Humour

How To Avoid Writing An Article for a University Engineering Newspaper

Note: This article is hosted here for archival purposes only. It does not necessarily represent the values of the Iron Warrior or Waterloo Engineering Society in the present day.

If you are ever given the responsibility to write an article for a university engineering newspaper and don’t want to procrastinate but really want to avoid writing anything then this article will provide you with helpful tips for this one very particular situation. This will teach you how to be part of the staff, have something to put on your resume and not have to write anything you have been assigned.

The first step is to be illiterate. If you are illiterate, how are you reading this? How did you get into university? You have to be able to pass the ELPE and get at least a 70% in a grade 12 equivalent of high school English. Could your English teacher read? In this day and age, why do we even need writing and reading? Just Vine it or text and emoji to convey the emotion and thought you have. But seriously, if you are illiterate, you should learn how to read and write. Being literate is critical to the professional development of an engineer and that is what being in uWaterloo engineering is all about. If you can’t read then how would you experience the banality of my writing?

When asked to write an article and you don’t want to procrastinate, you can just leave the country for a week every time. Show up on Tuesdays or whenever the meetings are, get the free pizza and beverages then when you get an email asking to write something from the Editor-in-Chief, book a week long trip to Hong Kong or Dublin or Venezuela. If you don’t respond to the Editor-in-Chief’s emails, do you exist? Yes, to yourself but not to the Editor-in-Chief. Jackpot. All you have to do is pull a “Secret life of Walter Mitty” and go on spontaneous adventures around the world claiming you are looking for pictures for the University Engineering Newspaper and watch The Secret Life of Walter Mitty on the flight to Greenland.

Another way is to change your name to Chang O’Malley. My name is very common especially on the University of Waterloo campus, O’Malley is a very common family name. If everyone is Chang O’Malley, are we human or are we dancers? If everyone is called Chang O’Malley, everyone’s uWaterloo Nexus email accounts would be cOMalley@uwaterloo.ca, how can the editor in chief contact us now if we all have the same name? WHAT NOW, EDITOR-IN-CHIEF? WHAT NOW? HOW CAN YOU TRACK OUR MOVEMENTS IF YOU DON’T KNOW WHO IS WHO? CHECKMATE!

In closure, my personal method of avoiding was because of a terrible accident from my top secret co-op work term at the [CENSOR THIS CAN YOU MAKE THIS BAR ALL BLACK]. It was a great work place, I got paid VERY well to be a test subject for the [CENSOR THIS AS WELL] experiment to change my scrawny, Captain America pre-super soldier body to a rock-hard bod like The Thing. The experiment did not work and I am still trying to get more gainz but thanks to the medical testing done to my body, I can now become the Incredible Hulk. The gamma radiation and lasers that they directed at my body, changed my cell structure so  under certain stimuli, I will have an Incredible Hulk-like reaction. The trigger? Newsprint. Every time I come into contact with newsprint or see a newspaper, I will become inhumanly strong and grow so muscular that all my clothes rip off except for my pants.

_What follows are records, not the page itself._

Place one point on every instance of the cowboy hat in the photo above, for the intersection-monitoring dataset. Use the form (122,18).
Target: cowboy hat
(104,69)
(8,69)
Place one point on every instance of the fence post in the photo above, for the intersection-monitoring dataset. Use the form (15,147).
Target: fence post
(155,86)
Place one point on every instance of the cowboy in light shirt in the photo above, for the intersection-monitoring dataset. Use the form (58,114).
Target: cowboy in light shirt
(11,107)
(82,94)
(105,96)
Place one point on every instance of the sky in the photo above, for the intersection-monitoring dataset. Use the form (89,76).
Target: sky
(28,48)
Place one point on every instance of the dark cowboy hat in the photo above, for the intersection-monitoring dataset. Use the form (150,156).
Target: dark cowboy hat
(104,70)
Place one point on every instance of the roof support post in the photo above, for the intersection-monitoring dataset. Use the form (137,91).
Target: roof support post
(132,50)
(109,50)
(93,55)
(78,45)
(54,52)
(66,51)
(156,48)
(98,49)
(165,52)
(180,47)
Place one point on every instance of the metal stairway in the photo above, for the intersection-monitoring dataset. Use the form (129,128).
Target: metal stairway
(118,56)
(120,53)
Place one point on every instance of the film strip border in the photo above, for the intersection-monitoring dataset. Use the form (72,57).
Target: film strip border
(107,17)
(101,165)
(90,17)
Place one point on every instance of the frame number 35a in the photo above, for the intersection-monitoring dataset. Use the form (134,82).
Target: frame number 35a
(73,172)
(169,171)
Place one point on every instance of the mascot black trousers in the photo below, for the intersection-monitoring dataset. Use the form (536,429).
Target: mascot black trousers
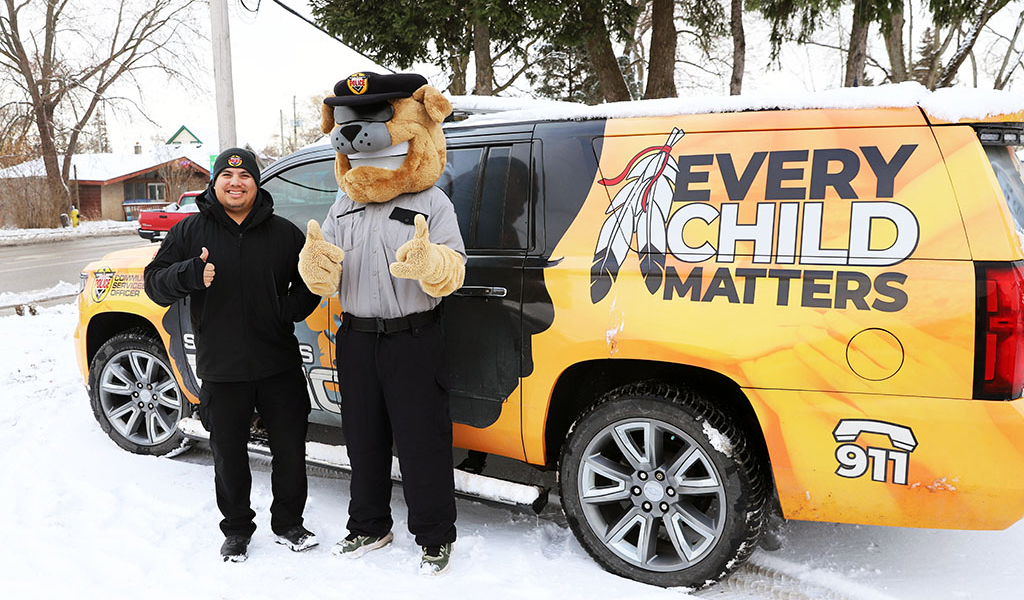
(226,411)
(392,391)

On the official reports, I don’t exist and my experiment was supposedly terminated after the first two people became ghostly wraiths haunting and killing people in the test facilities. When I go to the Iron Warrior meetings, I can’t walk into the room without reacting, becoming the not-so-Incredible Hulk and speaking in the third person. An actual quote from one of the last meetings I went to (not really because do I even exist?), “CHANG O’MALLEY SEE NEWSPRINT, CHANG O’MALLEY BECOME THE INCREDIBLE HULK, THE INCREDIBLE HULK AVOID WRITING FOR THE UNIVERSITY ENGINEERING NEWSPAPER, HULK THANK YOU FOR THE PIZZA AND JUICE.” That is when I stomped out and tore out some walls cause E2 really needs to do some renovating anyways. Now if you can’t maintain your control of the monster inside when staring as newsprint, when are you ever going have time to write a newspaper article?